Restorative dentistry helps repair decayed, damaged, or already missing teeth. Depending on the severity of damage to your tooth, there are a variety of options that can be used to help restore your mouth back to its original smile. For more information about the restorative dentistry at Kimberley Family Dental, read on below or give our office a call.


When your tooth is damaged, a crown can be used to restore it back to its original shape and function. Crowns act as a cap over the tooth and can be used to help repair a root canal, large filling, and a broken or cracked tooth. 


Bridges can replace one or more missing teeth. Typically, it consists of an artificial tooth with two crowns on either side to cement to the existing, natural teeth. A bridge is permanent and cannot be removed. 

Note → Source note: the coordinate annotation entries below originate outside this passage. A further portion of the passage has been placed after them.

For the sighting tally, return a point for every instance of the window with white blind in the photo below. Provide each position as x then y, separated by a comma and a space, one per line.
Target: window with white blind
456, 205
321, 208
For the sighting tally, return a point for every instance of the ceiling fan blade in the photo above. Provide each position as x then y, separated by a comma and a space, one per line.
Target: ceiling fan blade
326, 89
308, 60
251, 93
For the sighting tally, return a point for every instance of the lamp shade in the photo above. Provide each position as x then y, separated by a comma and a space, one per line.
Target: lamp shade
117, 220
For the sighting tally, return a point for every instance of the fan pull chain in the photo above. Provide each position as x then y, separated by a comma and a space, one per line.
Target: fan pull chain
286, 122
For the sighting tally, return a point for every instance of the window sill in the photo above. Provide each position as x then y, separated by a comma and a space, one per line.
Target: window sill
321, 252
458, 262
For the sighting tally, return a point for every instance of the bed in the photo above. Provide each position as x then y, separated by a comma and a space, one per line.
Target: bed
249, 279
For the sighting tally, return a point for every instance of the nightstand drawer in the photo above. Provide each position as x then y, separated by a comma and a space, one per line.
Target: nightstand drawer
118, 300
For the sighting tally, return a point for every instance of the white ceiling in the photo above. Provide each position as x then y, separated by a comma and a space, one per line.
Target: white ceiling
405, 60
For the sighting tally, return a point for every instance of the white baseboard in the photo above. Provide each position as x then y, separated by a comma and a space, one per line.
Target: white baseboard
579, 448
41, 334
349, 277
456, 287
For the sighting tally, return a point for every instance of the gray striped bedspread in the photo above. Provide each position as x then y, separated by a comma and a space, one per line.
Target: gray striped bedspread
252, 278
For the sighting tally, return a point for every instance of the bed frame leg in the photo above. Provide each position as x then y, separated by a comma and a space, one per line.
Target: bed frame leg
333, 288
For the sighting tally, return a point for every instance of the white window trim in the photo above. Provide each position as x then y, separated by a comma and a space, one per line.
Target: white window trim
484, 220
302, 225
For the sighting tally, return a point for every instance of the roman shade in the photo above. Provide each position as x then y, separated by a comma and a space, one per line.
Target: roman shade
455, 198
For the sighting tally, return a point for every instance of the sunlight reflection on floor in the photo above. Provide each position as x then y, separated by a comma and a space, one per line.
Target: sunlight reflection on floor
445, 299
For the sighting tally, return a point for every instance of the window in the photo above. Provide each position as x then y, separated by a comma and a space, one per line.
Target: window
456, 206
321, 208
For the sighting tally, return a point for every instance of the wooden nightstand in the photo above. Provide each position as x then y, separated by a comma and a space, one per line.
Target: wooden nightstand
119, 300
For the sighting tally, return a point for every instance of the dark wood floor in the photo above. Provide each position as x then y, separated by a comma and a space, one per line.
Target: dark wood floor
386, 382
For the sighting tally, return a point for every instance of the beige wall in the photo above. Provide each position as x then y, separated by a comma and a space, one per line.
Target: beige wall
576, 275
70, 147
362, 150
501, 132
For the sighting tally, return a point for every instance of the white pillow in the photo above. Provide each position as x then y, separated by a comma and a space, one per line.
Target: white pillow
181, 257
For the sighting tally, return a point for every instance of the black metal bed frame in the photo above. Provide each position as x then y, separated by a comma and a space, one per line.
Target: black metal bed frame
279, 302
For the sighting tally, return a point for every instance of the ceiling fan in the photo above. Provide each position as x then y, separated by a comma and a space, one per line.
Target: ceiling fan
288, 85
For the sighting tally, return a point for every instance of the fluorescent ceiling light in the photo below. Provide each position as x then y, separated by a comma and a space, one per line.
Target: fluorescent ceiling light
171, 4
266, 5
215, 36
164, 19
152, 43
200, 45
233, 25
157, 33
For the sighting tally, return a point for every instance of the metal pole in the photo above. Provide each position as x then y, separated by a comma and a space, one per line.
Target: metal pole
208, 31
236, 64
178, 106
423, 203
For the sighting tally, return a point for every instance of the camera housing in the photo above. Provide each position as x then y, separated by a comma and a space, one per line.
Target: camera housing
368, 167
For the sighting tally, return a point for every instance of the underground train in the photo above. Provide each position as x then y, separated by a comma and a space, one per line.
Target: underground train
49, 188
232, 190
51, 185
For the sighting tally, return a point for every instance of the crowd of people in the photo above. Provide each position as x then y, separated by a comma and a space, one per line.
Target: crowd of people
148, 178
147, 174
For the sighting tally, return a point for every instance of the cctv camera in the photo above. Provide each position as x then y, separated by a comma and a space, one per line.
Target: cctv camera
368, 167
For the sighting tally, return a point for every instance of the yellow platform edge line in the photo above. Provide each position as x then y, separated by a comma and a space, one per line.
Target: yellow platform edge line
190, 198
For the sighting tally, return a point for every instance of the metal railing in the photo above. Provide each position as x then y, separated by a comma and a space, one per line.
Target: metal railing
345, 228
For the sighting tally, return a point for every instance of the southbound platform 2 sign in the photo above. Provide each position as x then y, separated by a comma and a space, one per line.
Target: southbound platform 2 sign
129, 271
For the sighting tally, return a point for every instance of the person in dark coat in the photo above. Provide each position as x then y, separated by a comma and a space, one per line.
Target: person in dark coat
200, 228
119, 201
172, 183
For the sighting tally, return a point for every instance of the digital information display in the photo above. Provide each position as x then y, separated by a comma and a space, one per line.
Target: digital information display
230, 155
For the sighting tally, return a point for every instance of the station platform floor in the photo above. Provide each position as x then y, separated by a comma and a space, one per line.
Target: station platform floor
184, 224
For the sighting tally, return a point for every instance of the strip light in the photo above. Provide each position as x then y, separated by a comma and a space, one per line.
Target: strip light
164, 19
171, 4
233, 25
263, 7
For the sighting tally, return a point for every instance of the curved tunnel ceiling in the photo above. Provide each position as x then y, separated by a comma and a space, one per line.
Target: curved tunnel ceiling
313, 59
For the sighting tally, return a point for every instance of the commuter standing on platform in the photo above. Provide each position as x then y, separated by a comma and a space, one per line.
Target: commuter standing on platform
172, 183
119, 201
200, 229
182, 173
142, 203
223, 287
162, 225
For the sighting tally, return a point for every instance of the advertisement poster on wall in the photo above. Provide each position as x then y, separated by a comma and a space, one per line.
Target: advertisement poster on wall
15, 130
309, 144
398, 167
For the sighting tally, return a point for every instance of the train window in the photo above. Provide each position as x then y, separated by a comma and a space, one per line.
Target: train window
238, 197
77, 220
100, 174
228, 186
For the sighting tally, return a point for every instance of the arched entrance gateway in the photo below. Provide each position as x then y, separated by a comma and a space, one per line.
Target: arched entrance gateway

Implants replace a missing or infected root by inserting an artificial root made of titanium steel. An artificial tooth is then anchored to the implant to replace the missing tooth. This is a strong and permanent solution to replace a lost tooth.


Your jaw joints used for chewing, swallowing, and speaking are called the temporomandibular. When you have a problem with the joint and muscle in the area, you may have a temporomandibular disorder (TMD). We can help you treat your bruxism and find a treatment option that works best for you. 

Root Canal Treatment

If your tooth’s root becomes infected, a root canal treatment can save the root and tooth rather than having to remove it. We remove the infected pulp from the root, fill it with a specially formulated solution, and then seal the canal.


Fillings are used to treat any cavities you may have. Our dentists will remove any traces of decay and then shape the hole, or pit, of your tooth. Your tooth is then filled to protect the tooth and prevent future issues from occurring.


Inlays and onlays are used to repair teeth with mild decay that are not damaged enough to require a crown but too damaged to require a filling. An inlay fits inside the pit of the tooth while the onlay covers the cusp of the tooth.